Thursday, 13 September 2012
R U OK Day and my own personal torment
Today is R U OK Day. R U OK Day started in 2008 and occurs on the second Thursday in September every year.
In 2008 I was 16 and in year ten at high school. I had already been suffering depression for about 5 years, I hadn't been diagnosed yet and no one knew I was struggling. This post is not about my depression, it is about my experiences of R U OK Day, and how it has only had a negative impact on me.
On the second R U OK Day, I was in year 11, 17 years old, and more depressed than I had ever been. I never felt like I had any friends, and I thought no one cared. I had a group of 'friends' but I never really fit in. I was an outcast.
On R U OK Day that year, I was on a class excursion. The school had special programs on to celebrate the day, but because we weren't at school we didn't even know it was on.
Then I got a text message from a friend: "R U OKAY?"
I was so happy. I thought that friend was concerned about me. I thought she cared. I replied. "Yeah I'm great, I'm just on an excursion. Thanks for asking"

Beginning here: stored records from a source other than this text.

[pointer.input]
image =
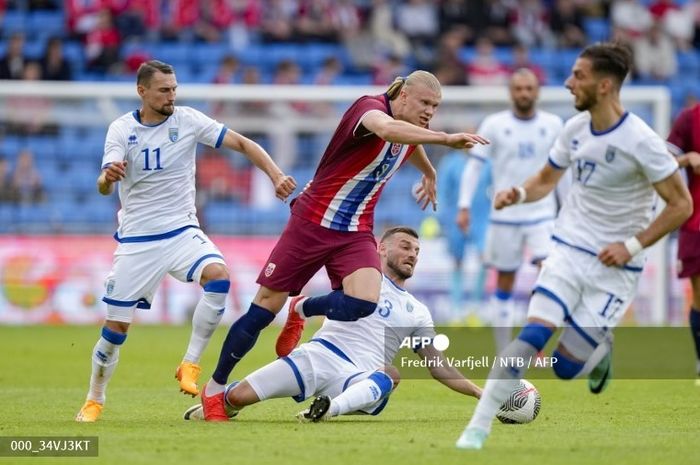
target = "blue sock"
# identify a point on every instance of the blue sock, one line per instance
(694, 318)
(240, 339)
(338, 306)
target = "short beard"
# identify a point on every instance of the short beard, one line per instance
(525, 108)
(398, 271)
(164, 112)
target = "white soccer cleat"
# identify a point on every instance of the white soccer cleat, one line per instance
(472, 439)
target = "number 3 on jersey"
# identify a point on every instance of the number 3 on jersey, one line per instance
(147, 162)
(584, 170)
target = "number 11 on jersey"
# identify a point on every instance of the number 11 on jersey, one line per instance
(146, 165)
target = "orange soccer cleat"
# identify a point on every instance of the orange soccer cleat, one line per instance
(188, 374)
(90, 412)
(213, 407)
(293, 328)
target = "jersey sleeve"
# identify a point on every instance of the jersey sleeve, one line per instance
(207, 131)
(678, 139)
(654, 159)
(115, 145)
(483, 152)
(362, 107)
(424, 326)
(560, 154)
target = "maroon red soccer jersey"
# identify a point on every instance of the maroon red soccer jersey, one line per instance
(685, 137)
(352, 173)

Well, she thought that was hilarious. So did everyone else at school. I became a joke. I didn't realise until someone else on excursion started complaining that everyone had been texting her 'R U OKAY'?

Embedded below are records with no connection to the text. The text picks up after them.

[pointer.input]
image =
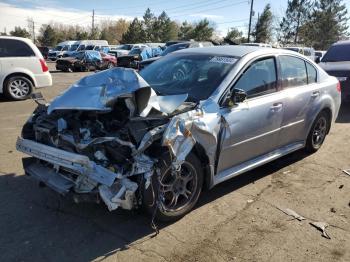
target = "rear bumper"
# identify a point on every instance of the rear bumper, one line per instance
(42, 80)
(62, 67)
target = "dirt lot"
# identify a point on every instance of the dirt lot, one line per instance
(37, 225)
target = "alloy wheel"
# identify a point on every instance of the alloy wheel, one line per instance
(177, 188)
(19, 88)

Every year on R U OK Day, all day long people would ask everyone they saw "R U OK?" and everyone would laugh. How funny. What a silly day.
So I just wanted to say, R U OK Day is not a good idea. It is not helping. It is trivialising the issue of mental illness. Every year I dreaded that day. I knew what it was going to mean; pretending to be okay while everyone else laughed at how stupid it was to ask people if they were okay.
All I ever wanted was for someone to ask me if I was okay. Seriously, for real. Because I wasn't and I wanted someone to know, but nobody cared. Mental illness is not funny. It is not a sign of weakness and it is not a way of getting attention. It is serious and R U OK Day trivialises it beyond belief.